Helena continuó inmóvil. Su cuerpo irradiaba luz. Luego, en un abrir y cerrar de ojos, el espejismo, si espejismo había sido, se esfumó y sólo quedó Helena, con el rostro un poco quemado por el sol, sujetándose la túnica. Se acercó a Paris y le dijo:

—Estás herido.

—No es nada serio.

Tenía los ojos dilatados, pero de la franja roja que se veía justo en el borde de su coselete de cuero empezó a gotear sangre.

—Ven conmigo, te curaré.

Y se alejó con él.

Ahora llegaban gritos del campamento aqueo:

—¡Paris! ¿Dónde se ha ido ese cobarde?

Pero entre aquellos gritos se oían también otros:

—¡La diosa! ¡Se apareció ante nosotros en la muralla! ¡La Bella, la Nacida de la Espuma del Mar!

El carro de Héctor atravesó rápidamente las puertas, de regreso a la ciudad. Un minuto después subía a grandes zancadas por la escalera del interior de la muralla. Miró en torno y preguntó:

—¿En dónde se halla?

Hécuba dijo con voz vibrante:

—¿No viste cómo se lo llevaba la diosa?

—Eso es lo que dicen en el bando aqueo —declaró Héctor—. Y cuando pregunté al conductor de mi carro, me juró que había visto a Afrodita descender de la muralla, tender su manto sobre Paris y llevárselo. Por lo que a mí atañe, no sé lo que vi. Quizá sólo el resplandor del sol en mis ojos. ¿Dónde está Helena?

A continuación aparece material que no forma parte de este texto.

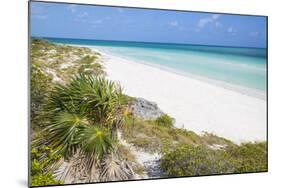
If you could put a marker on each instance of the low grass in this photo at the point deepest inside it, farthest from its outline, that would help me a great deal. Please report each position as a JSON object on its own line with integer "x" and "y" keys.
{"x": 153, "y": 137}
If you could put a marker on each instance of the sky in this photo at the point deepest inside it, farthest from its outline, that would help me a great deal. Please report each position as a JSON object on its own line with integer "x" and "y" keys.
{"x": 146, "y": 25}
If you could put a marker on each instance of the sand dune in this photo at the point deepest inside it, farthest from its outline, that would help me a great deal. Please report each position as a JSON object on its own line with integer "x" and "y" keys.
{"x": 196, "y": 105}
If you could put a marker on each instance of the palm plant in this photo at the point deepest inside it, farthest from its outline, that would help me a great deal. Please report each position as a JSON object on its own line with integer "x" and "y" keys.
{"x": 83, "y": 117}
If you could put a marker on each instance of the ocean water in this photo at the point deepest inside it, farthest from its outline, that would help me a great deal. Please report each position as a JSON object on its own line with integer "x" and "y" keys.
{"x": 246, "y": 67}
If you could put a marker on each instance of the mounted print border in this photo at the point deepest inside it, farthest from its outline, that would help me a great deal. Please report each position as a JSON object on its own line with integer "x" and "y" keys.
{"x": 129, "y": 93}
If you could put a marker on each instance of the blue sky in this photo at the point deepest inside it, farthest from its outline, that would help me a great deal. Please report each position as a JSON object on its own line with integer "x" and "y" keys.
{"x": 146, "y": 25}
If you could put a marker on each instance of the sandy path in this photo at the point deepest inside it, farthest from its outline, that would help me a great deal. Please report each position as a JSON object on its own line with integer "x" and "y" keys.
{"x": 150, "y": 162}
{"x": 196, "y": 105}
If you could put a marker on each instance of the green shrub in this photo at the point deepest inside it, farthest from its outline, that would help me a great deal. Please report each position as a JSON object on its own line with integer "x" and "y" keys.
{"x": 189, "y": 160}
{"x": 249, "y": 157}
{"x": 40, "y": 172}
{"x": 40, "y": 86}
{"x": 164, "y": 120}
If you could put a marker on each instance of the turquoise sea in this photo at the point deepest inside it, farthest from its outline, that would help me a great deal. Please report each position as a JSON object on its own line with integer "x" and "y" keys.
{"x": 245, "y": 67}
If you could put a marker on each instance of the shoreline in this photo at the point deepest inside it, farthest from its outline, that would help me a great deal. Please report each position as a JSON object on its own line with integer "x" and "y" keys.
{"x": 229, "y": 113}
{"x": 260, "y": 94}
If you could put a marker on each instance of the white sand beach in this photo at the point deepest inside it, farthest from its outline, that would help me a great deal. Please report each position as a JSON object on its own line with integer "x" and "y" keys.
{"x": 196, "y": 105}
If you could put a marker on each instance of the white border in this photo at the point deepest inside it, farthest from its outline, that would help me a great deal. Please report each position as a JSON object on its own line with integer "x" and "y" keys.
{"x": 13, "y": 82}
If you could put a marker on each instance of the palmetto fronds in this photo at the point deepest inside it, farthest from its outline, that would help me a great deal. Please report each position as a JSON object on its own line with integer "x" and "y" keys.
{"x": 63, "y": 131}
{"x": 95, "y": 141}
{"x": 83, "y": 117}
{"x": 114, "y": 169}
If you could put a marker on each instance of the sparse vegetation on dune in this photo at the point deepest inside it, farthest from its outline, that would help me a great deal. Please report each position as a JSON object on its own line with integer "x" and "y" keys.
{"x": 189, "y": 160}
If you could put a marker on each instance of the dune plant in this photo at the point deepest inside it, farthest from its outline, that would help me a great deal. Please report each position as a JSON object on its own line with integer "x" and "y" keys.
{"x": 81, "y": 123}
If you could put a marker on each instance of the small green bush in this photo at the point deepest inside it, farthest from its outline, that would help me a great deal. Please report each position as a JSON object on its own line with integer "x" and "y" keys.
{"x": 188, "y": 160}
{"x": 40, "y": 174}
{"x": 191, "y": 160}
{"x": 249, "y": 157}
{"x": 164, "y": 120}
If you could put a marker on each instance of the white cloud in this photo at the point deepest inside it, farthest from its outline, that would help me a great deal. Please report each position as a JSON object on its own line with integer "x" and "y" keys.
{"x": 204, "y": 21}
{"x": 254, "y": 34}
{"x": 97, "y": 21}
{"x": 72, "y": 8}
{"x": 215, "y": 16}
{"x": 41, "y": 17}
{"x": 120, "y": 10}
{"x": 83, "y": 15}
{"x": 174, "y": 23}
{"x": 213, "y": 19}
{"x": 231, "y": 30}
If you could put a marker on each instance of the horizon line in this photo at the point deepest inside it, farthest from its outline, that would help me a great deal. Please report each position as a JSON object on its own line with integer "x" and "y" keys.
{"x": 169, "y": 43}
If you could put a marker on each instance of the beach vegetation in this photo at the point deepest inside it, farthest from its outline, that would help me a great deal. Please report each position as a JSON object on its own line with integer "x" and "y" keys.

—Cuando la diosa trajo a Paris hasta aquí, vio que sangraba y le llevó a sus habitaciones para vendar las heridas —contestó Andrómaca—. Ahora se encontrarán probablemente en el baño.

—No lo dudo —gruñó Héctor—, pero si las diosas tenían que intervenir, hubiera deseado se esperaran hasta que las cosas hubieran quedado debidamente zanjadas. Si la diosa vino para salvar a Paris, llevándoselo, bien podía haberse llevado a Menelao, y también a Helena, de regreso a Esparta. Ya que es capaz de una cosa, tiene que serlo de la otra. Y advertid, inmortales, que no cometo la impiedad de negar que pudiera hacerlo. ¿Qué viste, Casandra? ¿Vas a contarme otro cuento acerca de la diosa, atrayéndolo desde la muralla?